In this new weekly series, “Educating for the Future,” educators across Pratt’s disciplines share their vision as to how they are educating students for a world that is quickly evolving—and reflect on what is needed to prepare the next generation for an environment that is rapidly changing.
This column is by Shannon Ebner, Chair of the Photography Department in Pratt’s School of Art.
As Photography chair, when I think of responding to this question of how to prepare students as the next generation of image makers, I must begin by asking a series of questions: What does it mean for students to make images in the 21st century? What does it mean to practice this activity every day and what will it mean tomorrow? The medium of photography, by its nature, has only ever been unstable at best. What does it mean that cameras are portable, wearable devices, lightweight, and able to transmit electronically across screens, platforms, continents, and outlets—from gallery and museum walls in our metropolitan centers to international platforms within globalized spheres to social media platforms that operate within affective economies aggregating consensus-based likes and dislikes—from affirmations to condemnations?
And finally, how do we educate students to be critical readers of images, especially when images at this moment actually run the risk of replacing language altogether?
Here at Pratt, within my discipline of photography, I am interested in formulating new ways of approaching curriculum development around the polyvalent practice of image making. I am committed to imagining new ways for faculty and students to work together to slow the flow of images and break the patterns of circulation: Imagine hallways filled with the sound of falling images—these would be the sounds of gravity-bound images, images with weight, weight carrying meaning.

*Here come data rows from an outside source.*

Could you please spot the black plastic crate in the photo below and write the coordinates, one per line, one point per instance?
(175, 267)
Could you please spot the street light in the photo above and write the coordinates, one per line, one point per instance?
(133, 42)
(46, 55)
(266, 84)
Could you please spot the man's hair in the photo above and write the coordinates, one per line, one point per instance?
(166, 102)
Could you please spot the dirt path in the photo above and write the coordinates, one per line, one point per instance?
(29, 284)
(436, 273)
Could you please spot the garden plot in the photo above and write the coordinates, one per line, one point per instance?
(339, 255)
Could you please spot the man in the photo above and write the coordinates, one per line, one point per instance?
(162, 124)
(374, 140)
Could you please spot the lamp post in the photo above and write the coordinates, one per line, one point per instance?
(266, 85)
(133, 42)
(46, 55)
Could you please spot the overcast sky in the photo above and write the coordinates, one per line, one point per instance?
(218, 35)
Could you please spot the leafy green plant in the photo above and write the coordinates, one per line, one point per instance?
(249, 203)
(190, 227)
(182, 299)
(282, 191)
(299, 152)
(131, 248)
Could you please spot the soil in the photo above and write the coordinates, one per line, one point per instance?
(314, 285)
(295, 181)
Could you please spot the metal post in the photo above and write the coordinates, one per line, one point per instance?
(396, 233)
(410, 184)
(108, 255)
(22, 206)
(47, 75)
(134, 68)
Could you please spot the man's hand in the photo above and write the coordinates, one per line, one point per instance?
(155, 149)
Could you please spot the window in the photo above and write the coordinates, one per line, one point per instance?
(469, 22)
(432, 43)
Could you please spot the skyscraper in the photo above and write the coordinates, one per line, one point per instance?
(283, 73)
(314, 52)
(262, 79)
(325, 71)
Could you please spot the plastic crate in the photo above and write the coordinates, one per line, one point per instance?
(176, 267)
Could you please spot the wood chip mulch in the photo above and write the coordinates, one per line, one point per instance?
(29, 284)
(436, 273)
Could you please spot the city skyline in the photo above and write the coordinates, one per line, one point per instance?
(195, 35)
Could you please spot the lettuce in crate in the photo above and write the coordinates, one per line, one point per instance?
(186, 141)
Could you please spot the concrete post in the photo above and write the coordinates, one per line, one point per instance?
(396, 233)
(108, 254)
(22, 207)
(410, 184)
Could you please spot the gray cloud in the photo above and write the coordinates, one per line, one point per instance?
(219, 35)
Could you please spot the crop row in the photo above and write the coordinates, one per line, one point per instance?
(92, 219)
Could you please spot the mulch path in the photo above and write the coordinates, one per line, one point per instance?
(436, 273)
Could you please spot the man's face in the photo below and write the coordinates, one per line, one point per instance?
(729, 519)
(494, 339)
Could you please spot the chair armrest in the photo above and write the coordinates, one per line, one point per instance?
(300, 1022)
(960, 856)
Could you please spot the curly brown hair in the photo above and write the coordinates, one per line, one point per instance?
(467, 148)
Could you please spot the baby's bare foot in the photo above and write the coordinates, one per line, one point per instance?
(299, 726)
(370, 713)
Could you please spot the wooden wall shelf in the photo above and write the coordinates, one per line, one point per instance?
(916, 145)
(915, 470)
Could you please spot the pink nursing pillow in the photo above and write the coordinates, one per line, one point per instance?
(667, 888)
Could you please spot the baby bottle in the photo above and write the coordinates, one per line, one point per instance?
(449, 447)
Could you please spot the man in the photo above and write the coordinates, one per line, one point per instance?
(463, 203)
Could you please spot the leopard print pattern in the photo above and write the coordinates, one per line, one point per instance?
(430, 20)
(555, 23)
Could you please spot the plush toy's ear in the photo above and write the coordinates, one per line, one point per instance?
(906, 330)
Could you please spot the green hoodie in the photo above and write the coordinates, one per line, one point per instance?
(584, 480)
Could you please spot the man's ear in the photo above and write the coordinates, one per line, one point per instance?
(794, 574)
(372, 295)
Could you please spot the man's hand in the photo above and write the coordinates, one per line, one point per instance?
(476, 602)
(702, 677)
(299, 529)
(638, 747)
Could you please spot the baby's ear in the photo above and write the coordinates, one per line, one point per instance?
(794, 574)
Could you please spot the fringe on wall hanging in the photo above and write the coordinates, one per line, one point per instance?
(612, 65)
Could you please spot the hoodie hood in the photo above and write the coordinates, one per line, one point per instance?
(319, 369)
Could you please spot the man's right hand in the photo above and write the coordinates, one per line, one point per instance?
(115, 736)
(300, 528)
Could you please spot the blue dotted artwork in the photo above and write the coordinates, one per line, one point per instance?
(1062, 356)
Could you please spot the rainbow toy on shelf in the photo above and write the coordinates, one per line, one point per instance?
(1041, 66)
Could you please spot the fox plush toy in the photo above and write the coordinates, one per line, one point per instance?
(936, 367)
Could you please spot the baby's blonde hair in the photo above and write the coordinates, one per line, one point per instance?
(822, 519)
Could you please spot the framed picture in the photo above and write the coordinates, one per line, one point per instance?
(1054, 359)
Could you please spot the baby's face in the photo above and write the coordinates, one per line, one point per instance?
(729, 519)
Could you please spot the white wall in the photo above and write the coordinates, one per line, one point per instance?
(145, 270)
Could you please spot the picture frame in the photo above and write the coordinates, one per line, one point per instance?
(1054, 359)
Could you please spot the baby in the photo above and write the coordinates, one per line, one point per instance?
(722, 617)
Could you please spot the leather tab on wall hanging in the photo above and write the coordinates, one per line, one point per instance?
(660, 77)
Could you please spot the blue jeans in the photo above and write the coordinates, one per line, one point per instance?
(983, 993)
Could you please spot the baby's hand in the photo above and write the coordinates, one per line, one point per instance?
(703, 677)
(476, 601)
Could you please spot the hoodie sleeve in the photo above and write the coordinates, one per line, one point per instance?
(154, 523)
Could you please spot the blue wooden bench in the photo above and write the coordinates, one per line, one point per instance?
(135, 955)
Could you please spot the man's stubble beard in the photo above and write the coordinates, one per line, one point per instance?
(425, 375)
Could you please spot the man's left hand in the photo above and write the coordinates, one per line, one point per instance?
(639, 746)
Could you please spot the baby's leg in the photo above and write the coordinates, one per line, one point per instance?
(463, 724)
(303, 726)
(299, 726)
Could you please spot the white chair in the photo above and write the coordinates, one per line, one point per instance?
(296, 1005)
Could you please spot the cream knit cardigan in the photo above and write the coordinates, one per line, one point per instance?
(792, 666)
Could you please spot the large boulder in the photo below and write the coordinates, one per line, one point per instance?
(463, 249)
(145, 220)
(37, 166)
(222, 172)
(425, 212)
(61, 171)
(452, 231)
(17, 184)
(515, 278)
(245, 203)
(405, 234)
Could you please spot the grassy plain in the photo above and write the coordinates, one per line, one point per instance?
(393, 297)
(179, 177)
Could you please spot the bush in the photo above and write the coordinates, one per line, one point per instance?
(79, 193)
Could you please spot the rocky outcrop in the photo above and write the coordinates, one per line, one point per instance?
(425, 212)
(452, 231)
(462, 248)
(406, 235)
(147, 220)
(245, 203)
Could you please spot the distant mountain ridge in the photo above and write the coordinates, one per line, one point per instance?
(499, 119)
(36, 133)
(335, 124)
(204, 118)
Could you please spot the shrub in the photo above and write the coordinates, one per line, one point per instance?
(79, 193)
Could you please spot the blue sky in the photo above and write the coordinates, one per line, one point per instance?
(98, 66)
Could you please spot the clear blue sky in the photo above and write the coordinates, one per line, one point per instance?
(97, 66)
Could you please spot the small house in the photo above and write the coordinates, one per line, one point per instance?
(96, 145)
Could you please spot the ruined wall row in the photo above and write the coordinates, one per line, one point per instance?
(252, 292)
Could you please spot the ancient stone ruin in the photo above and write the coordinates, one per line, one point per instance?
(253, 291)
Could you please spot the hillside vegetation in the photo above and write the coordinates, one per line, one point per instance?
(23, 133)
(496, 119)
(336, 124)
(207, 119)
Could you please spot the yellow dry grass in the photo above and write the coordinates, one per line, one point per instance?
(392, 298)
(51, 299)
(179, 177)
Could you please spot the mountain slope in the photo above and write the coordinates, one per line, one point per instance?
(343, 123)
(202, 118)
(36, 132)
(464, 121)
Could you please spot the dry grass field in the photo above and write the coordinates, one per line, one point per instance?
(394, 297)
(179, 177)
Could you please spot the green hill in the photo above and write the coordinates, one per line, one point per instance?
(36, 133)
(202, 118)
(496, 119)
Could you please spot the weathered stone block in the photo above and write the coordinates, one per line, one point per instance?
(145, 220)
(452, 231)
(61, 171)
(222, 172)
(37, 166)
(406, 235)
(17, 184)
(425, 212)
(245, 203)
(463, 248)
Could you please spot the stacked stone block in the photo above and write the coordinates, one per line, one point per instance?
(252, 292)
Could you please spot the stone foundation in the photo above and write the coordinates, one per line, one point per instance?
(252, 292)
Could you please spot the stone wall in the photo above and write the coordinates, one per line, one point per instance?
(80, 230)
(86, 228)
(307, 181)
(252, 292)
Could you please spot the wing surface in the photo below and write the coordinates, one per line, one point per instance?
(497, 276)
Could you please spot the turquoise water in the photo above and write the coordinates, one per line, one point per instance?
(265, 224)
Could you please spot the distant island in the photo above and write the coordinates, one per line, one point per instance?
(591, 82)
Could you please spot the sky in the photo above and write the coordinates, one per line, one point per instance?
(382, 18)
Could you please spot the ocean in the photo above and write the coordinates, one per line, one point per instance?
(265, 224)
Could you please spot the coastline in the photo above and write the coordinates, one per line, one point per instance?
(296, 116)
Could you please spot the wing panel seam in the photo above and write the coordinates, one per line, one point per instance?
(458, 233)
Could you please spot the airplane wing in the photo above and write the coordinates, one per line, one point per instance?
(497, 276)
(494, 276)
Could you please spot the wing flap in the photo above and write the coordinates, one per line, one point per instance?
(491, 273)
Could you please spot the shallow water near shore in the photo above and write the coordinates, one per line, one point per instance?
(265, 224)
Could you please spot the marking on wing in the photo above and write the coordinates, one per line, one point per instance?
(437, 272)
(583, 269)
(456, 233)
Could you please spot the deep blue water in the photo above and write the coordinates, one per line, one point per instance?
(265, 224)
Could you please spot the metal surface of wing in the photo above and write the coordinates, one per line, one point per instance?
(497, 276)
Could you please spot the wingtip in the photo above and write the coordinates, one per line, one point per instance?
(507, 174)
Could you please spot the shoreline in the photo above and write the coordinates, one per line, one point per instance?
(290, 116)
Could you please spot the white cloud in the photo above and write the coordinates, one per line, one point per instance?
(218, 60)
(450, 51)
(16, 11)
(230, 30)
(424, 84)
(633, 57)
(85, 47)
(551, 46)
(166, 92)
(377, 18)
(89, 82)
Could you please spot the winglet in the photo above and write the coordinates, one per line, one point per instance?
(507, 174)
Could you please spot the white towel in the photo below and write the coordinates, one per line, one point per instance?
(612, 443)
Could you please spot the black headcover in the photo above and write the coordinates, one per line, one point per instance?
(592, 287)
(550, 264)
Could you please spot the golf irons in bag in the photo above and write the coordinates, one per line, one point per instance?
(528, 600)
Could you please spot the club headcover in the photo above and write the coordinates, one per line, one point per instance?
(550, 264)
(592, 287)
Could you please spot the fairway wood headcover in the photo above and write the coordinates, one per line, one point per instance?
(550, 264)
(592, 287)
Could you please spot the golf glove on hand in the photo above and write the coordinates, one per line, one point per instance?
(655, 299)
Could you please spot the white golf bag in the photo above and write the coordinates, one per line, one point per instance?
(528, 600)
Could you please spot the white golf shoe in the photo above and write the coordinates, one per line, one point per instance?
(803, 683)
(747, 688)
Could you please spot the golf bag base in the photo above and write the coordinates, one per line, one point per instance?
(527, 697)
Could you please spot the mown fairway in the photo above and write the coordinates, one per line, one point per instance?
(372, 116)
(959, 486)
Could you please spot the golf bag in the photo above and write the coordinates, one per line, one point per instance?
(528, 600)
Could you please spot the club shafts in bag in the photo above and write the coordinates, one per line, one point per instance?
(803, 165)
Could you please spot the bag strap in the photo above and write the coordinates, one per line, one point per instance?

Within this “photographic universe,” how images are weighed and what they measure has everything to do with context. I see my time at Pratt as being one in which the faculty develops new models for pedagogy that complicates the narratives around the formulation of images and image cultures. How do artists self-define self-expression within the context of post-colonial histories, within the context of issues surrounding representations of identity and race, within the context of mass dislocation and dispossession, within the context of theoretical models generated by practitioners, generated by artists? How do we create the conditions to have these conversations with our students, to prepare them for a world of images, a world of assumptions, a world of competing literacies? I am invested in a pedagogy that lets us—as artists, thinkers, and makers—lead the charge to think together and develop active classroom environments that help our students be better prepared for the challenges of our time.